Writing also means trying to advance the art. Fiction hasn’t quite been filled in or done in or worked out. We make our small leaps.
Don DeLillo, 1982

This one-day conference will address the state of fiction in contemporary American culture by focusing on the extensive oeuvre of Don DeLillo, from the 1970s to the present day and beyond. DeLillo commented shortly after the publication of The Names that fiction had not yet been ‘filled in,’ ‘done in,’ or ‘worked out.’ How do we read this thirty years later, in the shadow of not only DeLillo’s major works but also the events that have characterised our move into the Twenty-First Century? How have DeLillo’s small leaps between the New York of Players (1977) and the New York of Falling Man (2007) ‘filled in’ fiction? Has DeLillo’s pervasive influence across contemporary American culture ‘done in’ postmodernism? Is the novel in the Twenty First Century already ‘worked out’?

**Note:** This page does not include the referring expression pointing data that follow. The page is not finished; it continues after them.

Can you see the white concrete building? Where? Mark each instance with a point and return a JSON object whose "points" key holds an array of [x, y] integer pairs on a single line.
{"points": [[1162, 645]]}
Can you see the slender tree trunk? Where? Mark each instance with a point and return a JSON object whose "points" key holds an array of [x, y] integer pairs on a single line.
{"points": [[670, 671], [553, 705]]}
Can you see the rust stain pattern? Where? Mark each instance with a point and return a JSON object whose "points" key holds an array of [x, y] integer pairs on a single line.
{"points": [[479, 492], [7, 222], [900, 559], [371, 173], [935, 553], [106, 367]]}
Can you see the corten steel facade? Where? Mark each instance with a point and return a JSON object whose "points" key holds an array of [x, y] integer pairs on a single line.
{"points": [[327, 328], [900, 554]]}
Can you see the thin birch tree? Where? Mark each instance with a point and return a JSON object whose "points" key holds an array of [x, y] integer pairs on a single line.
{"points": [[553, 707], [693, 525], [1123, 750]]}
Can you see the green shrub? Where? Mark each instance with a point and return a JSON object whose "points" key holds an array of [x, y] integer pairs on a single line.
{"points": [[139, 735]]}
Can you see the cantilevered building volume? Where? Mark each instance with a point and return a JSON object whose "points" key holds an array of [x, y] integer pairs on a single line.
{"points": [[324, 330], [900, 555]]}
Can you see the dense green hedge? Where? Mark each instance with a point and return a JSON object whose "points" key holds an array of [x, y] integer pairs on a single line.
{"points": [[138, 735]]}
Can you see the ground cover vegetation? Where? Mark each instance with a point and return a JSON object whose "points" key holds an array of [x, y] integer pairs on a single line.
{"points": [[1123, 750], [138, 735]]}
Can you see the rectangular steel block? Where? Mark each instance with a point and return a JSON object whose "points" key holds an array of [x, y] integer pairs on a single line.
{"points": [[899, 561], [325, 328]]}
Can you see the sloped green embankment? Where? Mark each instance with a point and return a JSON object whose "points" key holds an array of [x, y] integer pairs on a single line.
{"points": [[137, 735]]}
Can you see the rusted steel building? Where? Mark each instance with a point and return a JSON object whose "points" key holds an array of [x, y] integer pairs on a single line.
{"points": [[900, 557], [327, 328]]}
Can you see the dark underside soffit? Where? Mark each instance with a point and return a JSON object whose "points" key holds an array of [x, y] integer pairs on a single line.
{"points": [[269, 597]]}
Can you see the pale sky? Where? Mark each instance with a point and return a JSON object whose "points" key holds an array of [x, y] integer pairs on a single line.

Proposals for presentations of 20 minutes or for pre-formed panels of 1 hour are invited; topics, which should be rooted in the work of DeLillo, may include but are not limited to:

  • The novelist in contemporary (American) culture: canonicity, influence, consumption
  • New contexts: 9/11, Occupy, neoliberalism, globalisation
  • ‘The Power of History’: the state and the shadow-state, popular culture, paranoia
  • New realisms: crisis, terror, apocalypse, childhood, metafiction
  • Language: the individual and the crowd, the everyday and the event, ekphrasis
  • New forms: genres, adaptations, translations, multilingualism
  • The ends of postmodernism? Forebears, afterlives, lateness
  • Environment, global warming and waste

Submissions that are interdisciplinary in nature are particularly encouraged. Abstracts of up to 250 words in length and a brief biographical note should be submitted by clicking on the ‘submissions’ tab. The closing date for the abstracts is the 19 March 2015.

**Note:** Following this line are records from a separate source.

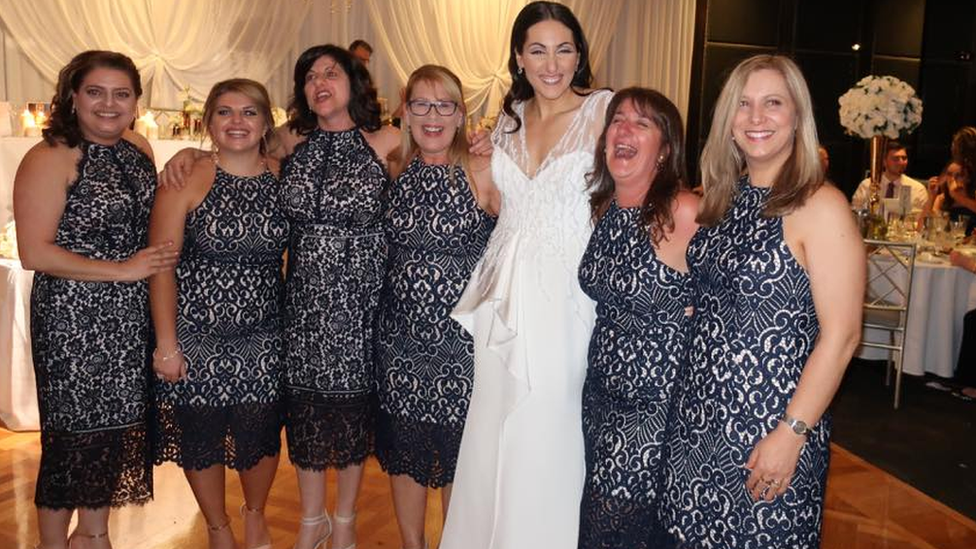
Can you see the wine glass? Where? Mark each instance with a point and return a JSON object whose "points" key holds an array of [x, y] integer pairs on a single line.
{"points": [[957, 230]]}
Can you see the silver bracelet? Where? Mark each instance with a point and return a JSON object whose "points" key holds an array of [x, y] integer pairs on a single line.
{"points": [[177, 352]]}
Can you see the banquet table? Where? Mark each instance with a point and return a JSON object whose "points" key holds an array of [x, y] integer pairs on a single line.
{"points": [[18, 396], [941, 296], [13, 149]]}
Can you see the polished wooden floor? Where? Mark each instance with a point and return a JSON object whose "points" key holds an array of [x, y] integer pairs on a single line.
{"points": [[866, 508]]}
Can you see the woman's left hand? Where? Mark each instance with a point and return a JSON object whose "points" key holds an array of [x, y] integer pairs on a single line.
{"points": [[773, 462], [480, 143]]}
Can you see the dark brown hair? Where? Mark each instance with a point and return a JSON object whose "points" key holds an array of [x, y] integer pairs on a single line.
{"points": [[364, 108], [964, 150], [63, 124], [655, 215], [531, 14]]}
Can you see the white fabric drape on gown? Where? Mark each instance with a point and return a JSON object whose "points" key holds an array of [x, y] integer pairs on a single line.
{"points": [[520, 471]]}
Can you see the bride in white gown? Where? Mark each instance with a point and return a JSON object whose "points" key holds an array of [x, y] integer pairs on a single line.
{"points": [[520, 471]]}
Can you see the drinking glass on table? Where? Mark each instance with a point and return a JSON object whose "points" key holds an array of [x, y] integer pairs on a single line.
{"points": [[896, 227], [957, 230]]}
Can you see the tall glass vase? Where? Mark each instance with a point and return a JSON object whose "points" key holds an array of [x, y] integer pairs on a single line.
{"points": [[877, 228]]}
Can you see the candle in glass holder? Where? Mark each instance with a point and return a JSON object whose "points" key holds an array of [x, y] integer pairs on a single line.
{"points": [[28, 126], [146, 126]]}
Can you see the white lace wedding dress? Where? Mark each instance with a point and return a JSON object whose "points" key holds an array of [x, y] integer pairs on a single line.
{"points": [[520, 471]]}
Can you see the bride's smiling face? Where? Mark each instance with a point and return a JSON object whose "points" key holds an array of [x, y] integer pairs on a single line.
{"points": [[549, 58]]}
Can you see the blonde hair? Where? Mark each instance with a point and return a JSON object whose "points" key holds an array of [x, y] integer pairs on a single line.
{"points": [[457, 154], [722, 162], [253, 91]]}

Keynote Speaker Confirmed: Professor John Duvall (Purdue University)

We’re very pleased to confirm that Professor John Duvall (Purdue University) is to give the keynote speech at The State of Fiction: Don DeLillo in the Twenty-First Century.

John’s research focuses on modernism and postmodernism in American fiction, with a particular focus on racial and sexual identity. In addition to his prolific work on DeLillo, John has published on William Faulkner, Toni Morrison, John Barth, Ishmael Reed, and many more. John is also the editor of Modern Fiction Studies. Further information on John’s research can be found in the Purdue English directory.